What Is Umami?
Umami is the fifth basic taste, alongside sweet, sour, salty, and bitter. It is a savory, meaty, brothy flavor caused by glutamates and certain nucleotides. Foods high in umami include aged cheeses, tomatoes, mushrooms, soy sauce, fish sauce, and cured meats. Umami was scientifically identified in 1908 but only widely accepted as a basic taste in the 1980s-2000s.
Key Takeaways
- Umami comes from the Japanese word meaning 'pleasant savory taste.
- MSG is the pure form of umami and is safe despite persistent myths about 'Chinese Restaurant Syndrome.
- Breast milk contains glutamate, so umami is one of the first flavors humans experience.
Explanation
Umami comes from the Japanese word meaning 'pleasant savory taste.' It was discovered by Japanese chemist Kikunae Ikeda in 1908 when he isolated glutamate from seaweed broth (dashi). He created MSG (monosodium glutamate) as a flavor enhancer based on this discovery.

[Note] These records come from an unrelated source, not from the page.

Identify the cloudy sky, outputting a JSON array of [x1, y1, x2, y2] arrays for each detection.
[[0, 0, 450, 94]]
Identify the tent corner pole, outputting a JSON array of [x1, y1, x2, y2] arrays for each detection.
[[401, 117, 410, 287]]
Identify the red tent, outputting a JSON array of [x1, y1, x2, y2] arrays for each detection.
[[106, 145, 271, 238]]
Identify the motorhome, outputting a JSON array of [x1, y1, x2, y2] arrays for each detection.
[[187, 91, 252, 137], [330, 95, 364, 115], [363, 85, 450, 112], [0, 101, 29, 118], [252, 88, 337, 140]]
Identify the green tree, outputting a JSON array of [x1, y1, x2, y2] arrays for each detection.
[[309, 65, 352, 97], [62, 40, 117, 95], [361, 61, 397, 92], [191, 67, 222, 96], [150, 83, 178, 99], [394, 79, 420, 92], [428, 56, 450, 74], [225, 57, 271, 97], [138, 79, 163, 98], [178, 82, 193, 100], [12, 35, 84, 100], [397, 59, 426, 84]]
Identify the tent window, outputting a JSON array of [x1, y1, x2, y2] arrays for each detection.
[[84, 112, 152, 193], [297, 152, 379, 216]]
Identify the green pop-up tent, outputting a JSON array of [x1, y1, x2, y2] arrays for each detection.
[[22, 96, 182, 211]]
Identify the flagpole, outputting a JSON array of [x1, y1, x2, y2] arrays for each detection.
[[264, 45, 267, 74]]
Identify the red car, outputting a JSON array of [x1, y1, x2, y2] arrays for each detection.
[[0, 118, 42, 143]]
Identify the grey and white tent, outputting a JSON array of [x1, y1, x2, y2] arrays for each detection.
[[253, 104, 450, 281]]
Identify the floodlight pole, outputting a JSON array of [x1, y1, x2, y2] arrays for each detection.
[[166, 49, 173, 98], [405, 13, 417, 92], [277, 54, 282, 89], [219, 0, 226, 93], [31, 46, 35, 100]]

We have dedicated taste receptors for glutamate, confirming umami as a true basic taste. It signals the presence of proteins, making foods taste satisfying and 'complete.' Umami often makes people describe food as 'rich,' 'savory,' 'meaty,' or 'deep.' It is harder to identify than other tastes but easy to recognize once you know it.
High-umami foods include parmesan cheese, anchovies, aged and fermented foods, mushrooms (especially dried), tomatoes (especially cooked/dried), miso, fish sauce, Worcestershire sauce, and meat broths. Combining umami sources (like tomato and cheese on pizza) creates synergistic flavor enhancement.
The synergy between glutamate and nucleotides (inosinate from meat and fish, guanylate from dried mushrooms) is one of the most powerful flavor interactions in cooking. When combined, their umami intensity multiplies by up to 8 times rather than simply adding together. This explains why Japanese dashi made from both kombu (glutamate) and bonito flakes (inosinate) tastes far more savory than either ingredient alone. The same principle makes a cheeseburger with tomato and mushrooms intensely satisfying.
Glutamate content varies dramatically across foods. Parmesan cheese contains about 1,200 mg of free glutamate per 100g - the highest of any common food. Soy sauce has roughly 900 mg, dried shiitake mushrooms around 1,060 mg, ripe tomatoes about 250 mg, and fresh chicken only 22 mg. Aging, fermenting, drying, and slow-cooking all increase free glutamate by breaking down proteins, which is why aged cheeses, cured meats, and long-simmered stocks taste so deeply savory.
Things to Know
- MSG is the pure form of umami and is safe despite persistent myths about 'Chinese Restaurant Syndrome.'
- Breast milk contains glutamate, so umami is one of the first flavors humans experience.
- Some researchers propose additional basic tastes like fat (oleogustus) and starch, but these are not yet widely accepted.
- Ketchup's popularity partly stems from its concentrated umami - cooked tomatoes, vinegar fermentation, and added sugar create a condiment that hits four of the five basic tastes simultaneously.